Tell a story. Have a conversation

There’s no quicker way to turn off potential candidates than to seem stuffy and corporate. Avoid this by talking conversationally in communications with job seekers as well as customers. Tell compelling stories to represent the human element of your employer brand. Storytelling can be present in every step of the process from the job listing through the entire employee experience. Tell the story of your people and your company in your job descriptions. Include videos that tell the stories of your staff on your career pages, and share stories about your current employees on social media and within the organization.

Storytelling is an opportunity to make your brand unique. Tell the stories of your people using engaging relatable narratives that vibe with your company’s culture. By telling the story of employees who already fit the perfect mold of what you’re looking for it will attract talented candidates that likewise fit that mold. Draw from the experiences of your staff and all them to tell the stories of their own experiences. This will help your stories feel more authentic rather than coming from a corporate voice-over artist.

Take care of your reviews

As most shoppers read customer reviews online before buying so to do candidates before applying. Even if you do everything else correctly to build a good employer brand, if you neglect your reviews you could miss out on top talent. Third party review sites like Glassdoor are the primary source for this type of window shopping. Monitoring your company’s reviews on sites like Glassdoor and utilizing social listening tools you should be able to stay on top of negative reviews. However, it’s not just negative reviews that can have a negative effect on employer brand perceptions. Lukewarm and even positive reviews and social mentions should be given attention as well. Being receptive to praise and presenting your company as a caring organization can be achieved by engaging in conversations of all kinds, not just rebutting negative feedback. If you do get a negative review, reply back. The simple act of conversing about the issue results in an increase in perception.

Summary

In highly competitive job markets strong employer branding can be the difference between success and failure. Attracting the right candidates and reducing turnover is vital to maintaining a productive workforce and minimizing costs. The real cost of recruiting new employees is often far greater than the cost of making current employees happy. Several prominent studies have determined that the financial cost can be as high as six to nine months of an employee’s salary to find and train a replacement. The intangible costs are extreme as well as turnover can have a ripple effect that stretches far throughout a company’s staff. Additional costs such as productivity cost (the time necessary for a new employee to perform at full capacity) and opportunities cost (lose business opportunities from a lack of sufficient human resources) further inflate this calculation. Combine all of this with lower productivity, workflow disruptions, and increased operational costs and the big picture quickly comes into focus. Retaining quality employees is important and deserves significant investment.

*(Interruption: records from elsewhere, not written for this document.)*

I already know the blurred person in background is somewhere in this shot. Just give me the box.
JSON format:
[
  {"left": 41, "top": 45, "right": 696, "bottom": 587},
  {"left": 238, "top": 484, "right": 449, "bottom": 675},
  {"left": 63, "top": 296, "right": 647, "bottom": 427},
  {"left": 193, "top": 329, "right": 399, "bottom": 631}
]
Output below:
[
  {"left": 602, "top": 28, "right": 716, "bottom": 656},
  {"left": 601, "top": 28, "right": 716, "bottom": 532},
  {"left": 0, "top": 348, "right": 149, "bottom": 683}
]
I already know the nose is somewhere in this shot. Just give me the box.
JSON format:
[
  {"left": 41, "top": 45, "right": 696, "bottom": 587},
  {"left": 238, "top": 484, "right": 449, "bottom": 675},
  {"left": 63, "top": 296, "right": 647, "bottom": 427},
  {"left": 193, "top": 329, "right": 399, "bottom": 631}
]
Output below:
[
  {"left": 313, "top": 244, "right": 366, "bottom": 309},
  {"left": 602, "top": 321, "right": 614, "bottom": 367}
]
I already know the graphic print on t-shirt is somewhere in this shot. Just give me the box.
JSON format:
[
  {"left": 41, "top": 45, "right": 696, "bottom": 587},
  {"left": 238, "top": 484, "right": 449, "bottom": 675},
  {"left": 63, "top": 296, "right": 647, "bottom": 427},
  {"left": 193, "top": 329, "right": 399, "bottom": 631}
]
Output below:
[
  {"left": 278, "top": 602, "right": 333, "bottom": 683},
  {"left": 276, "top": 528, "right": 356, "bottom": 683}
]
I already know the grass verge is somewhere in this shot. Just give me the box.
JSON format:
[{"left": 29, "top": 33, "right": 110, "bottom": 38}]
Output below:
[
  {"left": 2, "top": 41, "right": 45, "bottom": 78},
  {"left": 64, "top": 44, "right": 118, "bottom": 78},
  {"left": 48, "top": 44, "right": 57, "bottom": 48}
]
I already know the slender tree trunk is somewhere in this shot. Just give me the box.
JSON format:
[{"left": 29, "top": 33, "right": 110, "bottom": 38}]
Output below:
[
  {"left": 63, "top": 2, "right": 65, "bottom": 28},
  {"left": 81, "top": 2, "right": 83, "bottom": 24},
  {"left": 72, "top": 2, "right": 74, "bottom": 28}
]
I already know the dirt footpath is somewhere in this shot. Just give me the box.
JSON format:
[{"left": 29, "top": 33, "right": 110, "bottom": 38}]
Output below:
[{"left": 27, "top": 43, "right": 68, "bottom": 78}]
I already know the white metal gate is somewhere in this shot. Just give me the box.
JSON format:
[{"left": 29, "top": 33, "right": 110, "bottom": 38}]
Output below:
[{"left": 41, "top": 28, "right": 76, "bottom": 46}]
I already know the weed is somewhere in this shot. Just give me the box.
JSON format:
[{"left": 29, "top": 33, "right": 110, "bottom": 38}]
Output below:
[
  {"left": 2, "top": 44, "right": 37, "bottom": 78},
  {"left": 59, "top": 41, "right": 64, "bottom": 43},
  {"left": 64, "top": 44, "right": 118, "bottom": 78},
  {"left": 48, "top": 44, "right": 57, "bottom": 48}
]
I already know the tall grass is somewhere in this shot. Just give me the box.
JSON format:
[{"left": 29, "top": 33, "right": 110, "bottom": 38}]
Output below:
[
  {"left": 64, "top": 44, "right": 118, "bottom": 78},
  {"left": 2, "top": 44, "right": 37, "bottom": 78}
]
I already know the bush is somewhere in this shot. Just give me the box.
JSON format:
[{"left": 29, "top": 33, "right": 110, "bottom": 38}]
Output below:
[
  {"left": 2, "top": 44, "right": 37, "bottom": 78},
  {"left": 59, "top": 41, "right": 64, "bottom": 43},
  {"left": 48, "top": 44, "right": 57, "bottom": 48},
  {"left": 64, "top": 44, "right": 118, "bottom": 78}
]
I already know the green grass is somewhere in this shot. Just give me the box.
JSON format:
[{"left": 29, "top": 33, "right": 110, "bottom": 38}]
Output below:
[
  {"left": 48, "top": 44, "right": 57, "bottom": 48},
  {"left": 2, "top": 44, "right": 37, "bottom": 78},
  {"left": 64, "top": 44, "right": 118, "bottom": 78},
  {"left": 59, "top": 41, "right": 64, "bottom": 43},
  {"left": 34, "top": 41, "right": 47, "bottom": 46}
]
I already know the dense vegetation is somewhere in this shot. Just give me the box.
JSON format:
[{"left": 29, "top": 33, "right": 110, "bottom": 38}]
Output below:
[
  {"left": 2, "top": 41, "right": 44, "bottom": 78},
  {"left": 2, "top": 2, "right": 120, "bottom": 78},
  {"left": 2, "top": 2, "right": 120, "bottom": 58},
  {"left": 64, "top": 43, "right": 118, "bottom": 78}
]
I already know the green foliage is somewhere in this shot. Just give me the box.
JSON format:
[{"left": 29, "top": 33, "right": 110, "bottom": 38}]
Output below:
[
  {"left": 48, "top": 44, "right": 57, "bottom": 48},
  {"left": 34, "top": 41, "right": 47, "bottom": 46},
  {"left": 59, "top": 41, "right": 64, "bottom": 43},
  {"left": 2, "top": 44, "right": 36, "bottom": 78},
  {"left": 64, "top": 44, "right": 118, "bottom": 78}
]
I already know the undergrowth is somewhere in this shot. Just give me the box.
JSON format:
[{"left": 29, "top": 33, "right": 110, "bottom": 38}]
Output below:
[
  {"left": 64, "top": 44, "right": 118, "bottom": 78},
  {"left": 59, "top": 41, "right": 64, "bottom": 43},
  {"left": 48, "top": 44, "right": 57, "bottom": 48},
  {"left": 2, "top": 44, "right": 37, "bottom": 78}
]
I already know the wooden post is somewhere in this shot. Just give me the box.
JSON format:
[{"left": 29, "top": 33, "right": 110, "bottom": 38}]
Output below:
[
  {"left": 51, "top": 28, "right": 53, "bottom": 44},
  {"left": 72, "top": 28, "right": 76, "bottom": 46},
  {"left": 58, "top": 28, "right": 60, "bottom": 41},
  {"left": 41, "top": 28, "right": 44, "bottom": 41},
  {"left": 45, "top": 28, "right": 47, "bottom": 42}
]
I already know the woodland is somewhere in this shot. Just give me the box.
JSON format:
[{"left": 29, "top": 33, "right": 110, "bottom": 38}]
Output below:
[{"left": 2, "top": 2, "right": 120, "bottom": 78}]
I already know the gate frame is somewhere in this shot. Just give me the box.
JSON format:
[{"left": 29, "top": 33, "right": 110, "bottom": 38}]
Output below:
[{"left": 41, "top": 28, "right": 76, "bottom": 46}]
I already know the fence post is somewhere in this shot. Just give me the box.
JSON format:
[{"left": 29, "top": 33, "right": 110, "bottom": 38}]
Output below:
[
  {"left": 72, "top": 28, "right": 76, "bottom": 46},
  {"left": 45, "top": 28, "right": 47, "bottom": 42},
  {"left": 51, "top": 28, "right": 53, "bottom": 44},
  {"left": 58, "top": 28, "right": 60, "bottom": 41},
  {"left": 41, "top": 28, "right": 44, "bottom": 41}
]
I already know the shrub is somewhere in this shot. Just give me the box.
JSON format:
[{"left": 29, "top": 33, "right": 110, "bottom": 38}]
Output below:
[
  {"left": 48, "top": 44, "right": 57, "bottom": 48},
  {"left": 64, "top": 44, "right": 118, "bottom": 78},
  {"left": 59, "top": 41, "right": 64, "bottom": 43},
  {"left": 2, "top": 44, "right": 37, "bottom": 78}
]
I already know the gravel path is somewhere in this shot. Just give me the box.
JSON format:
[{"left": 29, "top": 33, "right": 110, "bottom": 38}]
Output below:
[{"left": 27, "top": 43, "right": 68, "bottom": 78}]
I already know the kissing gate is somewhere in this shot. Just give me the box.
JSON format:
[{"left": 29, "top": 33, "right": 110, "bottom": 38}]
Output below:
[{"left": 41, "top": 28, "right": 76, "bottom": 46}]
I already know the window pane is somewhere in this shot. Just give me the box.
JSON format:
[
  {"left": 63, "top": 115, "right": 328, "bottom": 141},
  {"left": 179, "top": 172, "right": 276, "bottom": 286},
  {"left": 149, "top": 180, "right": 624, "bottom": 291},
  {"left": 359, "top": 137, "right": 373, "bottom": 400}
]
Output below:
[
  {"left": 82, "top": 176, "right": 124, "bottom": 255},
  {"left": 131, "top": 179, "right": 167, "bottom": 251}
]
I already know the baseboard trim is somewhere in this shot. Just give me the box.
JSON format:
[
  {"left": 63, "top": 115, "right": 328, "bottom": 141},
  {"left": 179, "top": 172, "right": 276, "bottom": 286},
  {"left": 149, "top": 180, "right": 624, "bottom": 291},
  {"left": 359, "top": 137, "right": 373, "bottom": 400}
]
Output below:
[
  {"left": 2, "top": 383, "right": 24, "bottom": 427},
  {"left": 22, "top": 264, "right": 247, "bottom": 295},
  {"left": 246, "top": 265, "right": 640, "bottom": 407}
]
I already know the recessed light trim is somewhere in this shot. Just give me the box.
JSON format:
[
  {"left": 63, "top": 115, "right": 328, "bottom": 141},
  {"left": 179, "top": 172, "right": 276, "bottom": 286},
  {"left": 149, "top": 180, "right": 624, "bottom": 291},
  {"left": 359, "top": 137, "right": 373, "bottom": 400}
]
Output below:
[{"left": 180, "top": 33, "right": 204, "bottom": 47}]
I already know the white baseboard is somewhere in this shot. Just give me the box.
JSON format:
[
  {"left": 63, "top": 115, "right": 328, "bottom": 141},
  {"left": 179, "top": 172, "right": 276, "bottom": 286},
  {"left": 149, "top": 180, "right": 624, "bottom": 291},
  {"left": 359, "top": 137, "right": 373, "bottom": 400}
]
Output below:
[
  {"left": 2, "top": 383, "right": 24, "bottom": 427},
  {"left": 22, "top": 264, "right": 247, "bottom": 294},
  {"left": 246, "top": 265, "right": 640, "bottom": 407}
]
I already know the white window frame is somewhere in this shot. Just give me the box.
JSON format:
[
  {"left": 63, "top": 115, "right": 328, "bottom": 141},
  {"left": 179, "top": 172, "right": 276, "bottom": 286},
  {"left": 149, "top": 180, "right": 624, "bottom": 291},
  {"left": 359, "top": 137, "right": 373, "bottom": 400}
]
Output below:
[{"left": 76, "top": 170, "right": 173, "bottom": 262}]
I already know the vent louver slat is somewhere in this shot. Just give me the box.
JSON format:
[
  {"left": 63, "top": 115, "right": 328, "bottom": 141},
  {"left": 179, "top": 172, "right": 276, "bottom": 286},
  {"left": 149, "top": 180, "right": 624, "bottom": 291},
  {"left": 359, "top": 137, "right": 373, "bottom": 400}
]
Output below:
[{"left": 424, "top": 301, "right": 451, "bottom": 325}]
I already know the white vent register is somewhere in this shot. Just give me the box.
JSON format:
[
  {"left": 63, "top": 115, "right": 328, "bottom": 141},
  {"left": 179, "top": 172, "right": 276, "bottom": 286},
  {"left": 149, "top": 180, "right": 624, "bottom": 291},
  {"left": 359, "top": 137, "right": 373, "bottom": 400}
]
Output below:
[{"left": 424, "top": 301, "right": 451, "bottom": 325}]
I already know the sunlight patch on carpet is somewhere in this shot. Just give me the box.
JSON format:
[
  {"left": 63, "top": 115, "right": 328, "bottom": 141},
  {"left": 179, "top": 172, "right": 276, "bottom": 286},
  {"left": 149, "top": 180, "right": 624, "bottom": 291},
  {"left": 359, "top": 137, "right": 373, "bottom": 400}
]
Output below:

So we all agree that engaged, happy employees are more productive and it’s more effective to retain talent than it is to find new talent. How do we achieve this? This guide does a great job of offering several action items to move you in the right direction. It’s important to note that the most important factor cannot be found in a list of benefits or in a story on social media. The primary factors are company culture, values, and opportunities for advancement. Most of us aren’t working for benefits, we’re working toward a goal. Offering a path to that goal is the most relevant benefit any company can offer an employee. Culture and values needs to be fostered from senior leadership down.

As Jeff Bezos said, “Your brand is what people say about you when you’re not in the room.”